Laurie Griesinger ’17, a native of South Bend, Indiana, hit the residency interview trail this year, with her sights set on a residency in pathology. Like thousands of her peers, she has interviewed in locations across the country in the months leading up to Match Day on March 17. No two journeys are alike, however. In the Q&A that follows, Griesinger shares some of the things she learned about herself, as well as some practical advice about parking garages and what to make sure to have in your purse, all gleaned during her months of travel and interviewing.
How many interviews did you do?
I applied to 17 programs, and was a bit surprised when I got offers from all 17. Initially I was going to try to do 15, but whittled that down to 12 interviews. They are a lot more exhausting than I thought they would be! I had four in one week (mostly in Chicago, so not a lot of traveling), and that was one of the most exhausting weeks I’ve ever experienced.
How did you decide where to apply?
I talked a lot with my advisor at the Larner College of Medicine about my career goals and what I was looking for, and decided to mostly apply to the bigger academic programs, which narrowed my list down. Also, being from the Midwest, I had a few cities that I had visited and was very interested in living in, so I made sure to apply to programs in those cities as well.
What are you looking for in terms of a place to complete your residency? Long term, what’s your career goal?
I’m looking for a place near my family, hence the strong emphasis on the upper Midwest. Some things I’m looking for in general are a collaborative atmosphere both within the resident cohort and between residents and attendings, a high volume of diverse cases, and plenty of teaching opportunities either at an attached medical school or just within the pathology department. My long term career goal is to work in an academic hospital where I can be involved with teaching residents and teaching at a medical school. Since this is my goal, I am looking for places that offer ample research opportunities for residents. I am also most interested in gynecologic pathology, so I am looking for places that are well-known for their gyn path, and either offer a gynecologic pathology fellowship or have strong connections to a place that offers one.
What have you learned through the process of interviewing for residency?
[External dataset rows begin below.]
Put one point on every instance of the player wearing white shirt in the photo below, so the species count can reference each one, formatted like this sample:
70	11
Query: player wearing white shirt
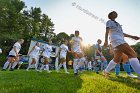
99	55
46	52
63	52
13	55
76	48
114	30
34	55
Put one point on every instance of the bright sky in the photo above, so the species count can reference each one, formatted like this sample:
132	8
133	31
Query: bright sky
86	16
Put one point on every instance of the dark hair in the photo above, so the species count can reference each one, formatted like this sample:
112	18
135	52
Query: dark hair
76	31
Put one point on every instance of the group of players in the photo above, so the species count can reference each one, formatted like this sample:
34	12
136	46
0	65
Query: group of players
119	48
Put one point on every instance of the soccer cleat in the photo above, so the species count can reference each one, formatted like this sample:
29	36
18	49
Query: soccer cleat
49	71
75	74
132	76
3	70
67	72
11	69
40	70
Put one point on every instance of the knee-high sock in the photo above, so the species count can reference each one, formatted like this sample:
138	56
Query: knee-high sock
75	65
14	65
110	66
117	69
134	62
127	68
6	65
65	67
60	65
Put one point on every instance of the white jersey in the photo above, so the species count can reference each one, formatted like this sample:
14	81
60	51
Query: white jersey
76	44
35	52
116	34
63	52
47	50
18	47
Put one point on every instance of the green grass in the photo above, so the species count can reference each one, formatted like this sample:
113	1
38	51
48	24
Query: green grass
88	82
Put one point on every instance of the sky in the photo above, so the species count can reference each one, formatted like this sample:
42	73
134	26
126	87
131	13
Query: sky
89	16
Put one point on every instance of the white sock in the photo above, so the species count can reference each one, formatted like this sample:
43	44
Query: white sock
75	65
65	67
60	65
110	66
134	62
14	65
6	65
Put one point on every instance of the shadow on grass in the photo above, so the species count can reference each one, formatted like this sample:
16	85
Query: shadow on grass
131	82
36	82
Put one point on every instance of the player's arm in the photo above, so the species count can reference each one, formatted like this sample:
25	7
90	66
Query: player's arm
106	37
31	50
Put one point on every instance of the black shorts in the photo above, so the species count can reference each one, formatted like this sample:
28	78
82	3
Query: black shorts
11	56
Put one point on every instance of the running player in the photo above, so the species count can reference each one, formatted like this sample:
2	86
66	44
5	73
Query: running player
46	53
76	48
126	65
13	55
120	46
99	56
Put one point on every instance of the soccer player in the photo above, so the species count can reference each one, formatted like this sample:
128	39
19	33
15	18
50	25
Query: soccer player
34	55
76	48
46	53
13	55
63	52
0	51
120	46
126	65
99	55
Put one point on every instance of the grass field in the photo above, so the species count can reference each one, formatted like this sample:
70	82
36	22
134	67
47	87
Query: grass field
42	82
Any tips or advice?
Some things that I’ve learned – never pass up a proffered bathroom break, because a lot of times people are going to forget that those aren’t built into your day; always have questions ready in your mind to ask to avoid looking uninterested (which can be really difficult but particularly important when mentally exhausted); and pay very close attention to how the current residents interact with and treat each other and to how they talk about their program, because you can really learn a lot about the culture that way.
Also, I have started to carry a small pharmacy in my purse that I bring to interviews with me. During my incredibly exhausting week of four interviews I was hit with a migraine mid-interview day and had nothing with me to take for it, but for some reason didn’t feel like I could tell anyone there about it, so I had to finish out the day with a splitting headache and brain fog. I’ve also had to deal with seriously chapped lips, sinus congestion and allergies (due to rapidly changing weather with changing locations so frequently). So now I have all sorts of things in my purse for all of these situations.
Lastly, I have started to take the signs in parking garages telling you to write down your location seriously. While in Chicago, I was running late for an interview due to traffic, so I just parked and ran without noting anything except the floor I was on and the general surroundings. Little did I know, there were four identical towers in the garage. At the end of my interview day I entered through a different tower, thinking it was the same place, and was convinced my car had been towed or stolen. The people in the office assured me they didn’t tow and that car theft was highly unlikely, so I had to ride around the entire garage in a golf cart with a man working in maintenance until I found my car. He said he has to do that two to three times a day, so I felt a little less silly, but now I ALWAYS write down where I’ve parked.